Yes, I did go to Beckwith Heritage Days and took pictures, but I was really on a mission. When Tim Campbell told me how to get to the Kennedy Cemetery I was off like Jumpin’ Jack Flash. Sorry guys, but I really wanted to see the Archibald Dewar Relic monument in person. I just wanted to touch it. I know, I need to get a life!
There were lots of Stewarts in that cemetery and I took a random shot of a headstone. I hit the mother lode. Jean McGill’s book “A Pioneer History of the County of Lanark” pg 35 talks about Alexander Stewart being the last survivor of the Perthshire pioneers of 1818. She says that he died in 1892 – in his 100th year. He had lived at Black’s Corners for 75 years and had been a farmer and merchant. Apparently, he also made shingles by hand and was really fast at it. He started out manufacturing potash. He was a reformer and a fearless Presbyterian.
Carol Bennett’s book “In Search of Lanark” says pretty much the same as above, but she says specifically that Sandy Stewart was “Merchant Sandy”. He had the first store in the area and had a large stone house built in the 1830s that was still occupied in 1982 (when the book was written).
THE LAST SURVIVOR OF BECKWITH’S MEN OF 1818
The last survivor of Beckwith’s men of 1818 died in September 1892 in his 100th year. Alexander Stewart came up the Ottawa river and inland to Beckwith with parties of the group emigration to this township. He came from Blair Atholl, near Blair Castle in Perthshire, at age 25. On arrival he occupied a farm at Black’s Corners (con. 9, lot 14 E) where he lived for nearly seventy-five years as a farmer and merchant. The following portion of a local press report of his death concludes these notes on earliest Beckwith.

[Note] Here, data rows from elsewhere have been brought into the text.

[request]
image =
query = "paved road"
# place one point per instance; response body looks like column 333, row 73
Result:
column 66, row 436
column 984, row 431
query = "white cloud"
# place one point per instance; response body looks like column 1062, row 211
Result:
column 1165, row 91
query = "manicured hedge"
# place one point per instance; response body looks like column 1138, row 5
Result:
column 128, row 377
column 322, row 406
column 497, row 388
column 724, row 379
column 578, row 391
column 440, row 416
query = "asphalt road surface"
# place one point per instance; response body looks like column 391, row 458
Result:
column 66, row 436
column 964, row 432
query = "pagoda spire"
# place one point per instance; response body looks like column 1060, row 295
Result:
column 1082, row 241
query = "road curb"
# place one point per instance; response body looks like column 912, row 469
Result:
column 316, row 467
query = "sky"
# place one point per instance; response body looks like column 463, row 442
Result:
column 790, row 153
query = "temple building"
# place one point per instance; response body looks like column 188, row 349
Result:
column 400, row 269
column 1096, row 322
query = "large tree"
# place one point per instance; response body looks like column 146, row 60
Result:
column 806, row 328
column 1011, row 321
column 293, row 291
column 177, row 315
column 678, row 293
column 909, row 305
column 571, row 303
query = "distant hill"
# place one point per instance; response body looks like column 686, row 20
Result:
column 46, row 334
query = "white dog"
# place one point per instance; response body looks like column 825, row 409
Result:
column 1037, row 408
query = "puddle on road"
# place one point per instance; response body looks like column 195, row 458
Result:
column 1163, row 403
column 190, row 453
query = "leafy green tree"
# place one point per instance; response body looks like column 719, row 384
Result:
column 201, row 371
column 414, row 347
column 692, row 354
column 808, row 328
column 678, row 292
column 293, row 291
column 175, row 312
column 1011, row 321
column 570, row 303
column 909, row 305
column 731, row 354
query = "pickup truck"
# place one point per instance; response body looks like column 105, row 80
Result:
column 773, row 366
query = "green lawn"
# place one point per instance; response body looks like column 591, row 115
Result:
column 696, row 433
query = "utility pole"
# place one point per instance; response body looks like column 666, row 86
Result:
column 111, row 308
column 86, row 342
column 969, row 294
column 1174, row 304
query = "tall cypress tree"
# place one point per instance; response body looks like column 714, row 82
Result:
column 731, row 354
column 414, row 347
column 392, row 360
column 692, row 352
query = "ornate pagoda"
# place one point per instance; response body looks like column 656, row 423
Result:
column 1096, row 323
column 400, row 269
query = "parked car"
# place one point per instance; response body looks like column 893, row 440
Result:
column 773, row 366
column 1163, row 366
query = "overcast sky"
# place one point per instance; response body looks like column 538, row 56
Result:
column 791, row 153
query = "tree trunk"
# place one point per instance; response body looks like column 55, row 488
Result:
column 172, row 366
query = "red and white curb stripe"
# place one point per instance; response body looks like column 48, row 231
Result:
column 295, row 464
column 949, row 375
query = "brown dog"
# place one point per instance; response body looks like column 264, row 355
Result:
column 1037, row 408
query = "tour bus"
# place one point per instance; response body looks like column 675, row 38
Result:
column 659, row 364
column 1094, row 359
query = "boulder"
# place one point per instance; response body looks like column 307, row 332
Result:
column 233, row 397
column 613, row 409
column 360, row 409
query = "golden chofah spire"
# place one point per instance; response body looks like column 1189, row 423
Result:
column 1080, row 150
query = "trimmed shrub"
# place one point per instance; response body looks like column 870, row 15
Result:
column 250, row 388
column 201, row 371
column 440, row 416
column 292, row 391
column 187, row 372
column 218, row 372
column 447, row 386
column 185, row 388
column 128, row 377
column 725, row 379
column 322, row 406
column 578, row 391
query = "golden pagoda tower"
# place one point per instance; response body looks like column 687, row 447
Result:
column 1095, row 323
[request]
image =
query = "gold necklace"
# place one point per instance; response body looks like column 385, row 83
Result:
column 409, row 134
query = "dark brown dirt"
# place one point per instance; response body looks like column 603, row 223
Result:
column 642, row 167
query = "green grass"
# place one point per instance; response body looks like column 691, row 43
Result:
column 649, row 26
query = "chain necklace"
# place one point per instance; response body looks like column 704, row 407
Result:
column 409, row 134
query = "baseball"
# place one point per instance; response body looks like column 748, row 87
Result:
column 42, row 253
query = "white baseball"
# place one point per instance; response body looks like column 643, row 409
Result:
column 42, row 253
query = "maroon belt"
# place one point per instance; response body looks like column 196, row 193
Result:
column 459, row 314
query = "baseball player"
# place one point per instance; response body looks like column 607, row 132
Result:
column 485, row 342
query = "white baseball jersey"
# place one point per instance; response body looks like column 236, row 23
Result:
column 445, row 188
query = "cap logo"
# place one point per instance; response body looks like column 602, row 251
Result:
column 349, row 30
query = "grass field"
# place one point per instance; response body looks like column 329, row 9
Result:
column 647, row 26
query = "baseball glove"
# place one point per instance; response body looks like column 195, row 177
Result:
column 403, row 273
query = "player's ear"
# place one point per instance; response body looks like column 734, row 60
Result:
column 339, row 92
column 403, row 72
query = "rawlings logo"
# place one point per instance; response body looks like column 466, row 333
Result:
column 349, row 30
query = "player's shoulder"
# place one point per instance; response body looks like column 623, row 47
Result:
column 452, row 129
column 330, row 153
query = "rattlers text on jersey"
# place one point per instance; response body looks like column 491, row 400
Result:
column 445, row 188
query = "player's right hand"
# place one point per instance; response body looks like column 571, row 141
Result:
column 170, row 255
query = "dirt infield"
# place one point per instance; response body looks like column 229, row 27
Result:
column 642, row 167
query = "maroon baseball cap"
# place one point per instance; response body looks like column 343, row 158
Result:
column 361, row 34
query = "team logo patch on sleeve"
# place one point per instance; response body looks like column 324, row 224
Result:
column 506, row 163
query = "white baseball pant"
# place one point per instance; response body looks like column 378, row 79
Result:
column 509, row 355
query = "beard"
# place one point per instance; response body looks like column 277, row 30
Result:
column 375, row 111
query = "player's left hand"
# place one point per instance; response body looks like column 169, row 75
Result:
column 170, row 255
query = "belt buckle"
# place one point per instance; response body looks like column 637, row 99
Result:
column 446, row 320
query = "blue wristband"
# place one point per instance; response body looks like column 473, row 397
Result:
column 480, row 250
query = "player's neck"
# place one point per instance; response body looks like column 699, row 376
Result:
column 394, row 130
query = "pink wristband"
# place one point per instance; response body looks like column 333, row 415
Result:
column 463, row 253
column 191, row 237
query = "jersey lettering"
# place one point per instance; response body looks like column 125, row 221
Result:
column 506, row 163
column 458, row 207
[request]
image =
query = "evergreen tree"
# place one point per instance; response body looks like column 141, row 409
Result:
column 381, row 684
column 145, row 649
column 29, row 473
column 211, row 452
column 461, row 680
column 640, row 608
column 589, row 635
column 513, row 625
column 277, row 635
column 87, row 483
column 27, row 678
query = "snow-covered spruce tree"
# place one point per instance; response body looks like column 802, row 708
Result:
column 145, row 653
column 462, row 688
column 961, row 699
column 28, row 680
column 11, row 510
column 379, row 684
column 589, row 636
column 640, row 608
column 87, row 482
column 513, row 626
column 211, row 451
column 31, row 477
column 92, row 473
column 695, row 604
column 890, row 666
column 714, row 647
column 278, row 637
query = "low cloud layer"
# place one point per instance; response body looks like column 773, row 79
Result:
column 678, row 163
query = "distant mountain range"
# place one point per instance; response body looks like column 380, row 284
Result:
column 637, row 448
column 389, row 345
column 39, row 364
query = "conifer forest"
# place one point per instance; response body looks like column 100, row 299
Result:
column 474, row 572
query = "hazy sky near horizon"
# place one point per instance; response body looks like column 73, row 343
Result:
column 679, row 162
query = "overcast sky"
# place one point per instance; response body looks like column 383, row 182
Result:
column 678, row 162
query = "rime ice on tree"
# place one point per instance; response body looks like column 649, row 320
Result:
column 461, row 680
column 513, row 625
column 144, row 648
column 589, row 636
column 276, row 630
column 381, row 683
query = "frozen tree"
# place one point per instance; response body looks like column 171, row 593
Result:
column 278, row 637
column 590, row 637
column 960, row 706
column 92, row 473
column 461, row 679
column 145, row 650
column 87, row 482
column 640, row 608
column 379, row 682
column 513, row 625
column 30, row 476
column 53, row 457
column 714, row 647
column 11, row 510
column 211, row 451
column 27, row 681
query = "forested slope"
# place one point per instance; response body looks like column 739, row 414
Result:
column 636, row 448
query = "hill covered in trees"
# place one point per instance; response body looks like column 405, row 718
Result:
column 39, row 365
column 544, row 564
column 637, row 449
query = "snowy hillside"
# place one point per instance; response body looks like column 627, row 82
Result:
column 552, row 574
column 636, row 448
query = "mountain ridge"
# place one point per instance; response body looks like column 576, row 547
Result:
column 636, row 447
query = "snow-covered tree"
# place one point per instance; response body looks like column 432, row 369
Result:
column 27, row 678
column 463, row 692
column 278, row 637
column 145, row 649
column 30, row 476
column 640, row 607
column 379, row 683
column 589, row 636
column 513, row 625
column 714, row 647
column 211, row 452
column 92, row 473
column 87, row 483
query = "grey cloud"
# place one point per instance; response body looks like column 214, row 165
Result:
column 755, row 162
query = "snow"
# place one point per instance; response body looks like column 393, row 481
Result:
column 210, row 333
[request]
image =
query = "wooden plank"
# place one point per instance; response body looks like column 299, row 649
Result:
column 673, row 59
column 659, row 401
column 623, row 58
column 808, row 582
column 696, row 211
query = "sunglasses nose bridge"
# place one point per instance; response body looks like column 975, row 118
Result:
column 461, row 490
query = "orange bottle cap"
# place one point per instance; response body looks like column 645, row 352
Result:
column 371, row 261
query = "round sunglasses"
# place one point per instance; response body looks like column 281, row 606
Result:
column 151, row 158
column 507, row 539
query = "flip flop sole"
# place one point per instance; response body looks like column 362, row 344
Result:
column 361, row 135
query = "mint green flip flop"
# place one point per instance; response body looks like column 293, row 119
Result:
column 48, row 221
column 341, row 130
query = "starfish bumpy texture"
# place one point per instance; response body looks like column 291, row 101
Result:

“Death of a Centenarian, Alexander Stewart of Beckwith, probably the last of the early Scotch settlers of the township, was born in Perthsire, Scotland, in October 1792. He came to this country in 1818 with the first settlers and took up land upon the farm where he had since lived. His brother John who died in 1874 accompanied him from the old land.
Three years after coming to this country Mr. Stewart was married to Miss Douglas,who came from the same part of Scotland. Nine children were born to them. Six are still living including …three at White Lake and Mrs. Wm. Young and Miss Betsy Stewart who resides on the homestead.
Mr. Stewart opened a store some forty years ago which has been running every since, but of late years only on a small scale. He received the cognomen of “Merchant Stewart”. He was a Reformer of the old school, and a Presbyterian.
He was most active in building the first church in Beckwith, at McArthur’s. For this building the deceased prepared the lumber with the old whip saw, and carted the other necessaries all the way from Richmond. Mr. Stewart also was very proficient in the manufacture of shingles, and could easily cut up with his hand knife three thousand a day.He manufactured potash as well.
In the troublous times of the Ballygiblins Mr. Stewart was one of those who opposed the marauding band. On one occasion he was on guard to watch a certain road, with orders to shoot down any of the dread band who might happen to pass.
It was the Sabbath day, and the old gentleman used to relate how he prayed that none of the “Giblans” might pass as he “wudna like to shoot them on the Sabbath day”.
He was also present at the final tussle at Shipman’s old place, when the leaders of the band were arrested and taken to Perth. The funeral took place on a Saturday afternoon to Kennedy’s cemetery and was one of the largest ever seen in the township.
As I spent a few hours going through the Kennedy Cemetery and the Dewar one across the dirt road I looked at the cattle eyeing me from across the field. They seemed to be wondering why anyone would spend so much time looking at gravestones. I just looked at them and said,
“Something about the way they moo attracts me like no udder.” Or something like that.
That’s Jayne and Gaby up there at Beckwith Heritage Days on Saturday from the Carleton Place and Beckwith Heritage Museum.
Perth Courier, Jan. 18, 1889
Saturday last Mr. Alexander Stewart, 4th Line Beckwith, designated as “Big Sandy”, came to town to do business. In returning, as a farmer on the 9th Line reports it, he undertook to light his pipe when the young and spirited team, feeling the loosened reins, began to run away. Mr. Stewart leaned over the dashboard to pick up the reins and fell forward and down in front of the runners where he was dragged along till a boulder on the side loosened the king bolt and let away the animals. He was found by the driver of the next vehicle to whom he said he was very much injured. He was carried into Peter McDougall’s but objected to their sending for the doctor thinking he might recover. He lingered on in great pain until Sunday morning when he died just before Dr. McEwen arrived who was called out of church for the purpose of seeing him. The team ran a mile and a half where steaming and tired out they were caught by Messrs. McIlquham and Pressley who were emerging from the woods after a rabbit hunt. Mr. Stewart was a farmer with a large business and family connections and his shocking death has sent sorrow throughout many homes both in this section and in Manitoba.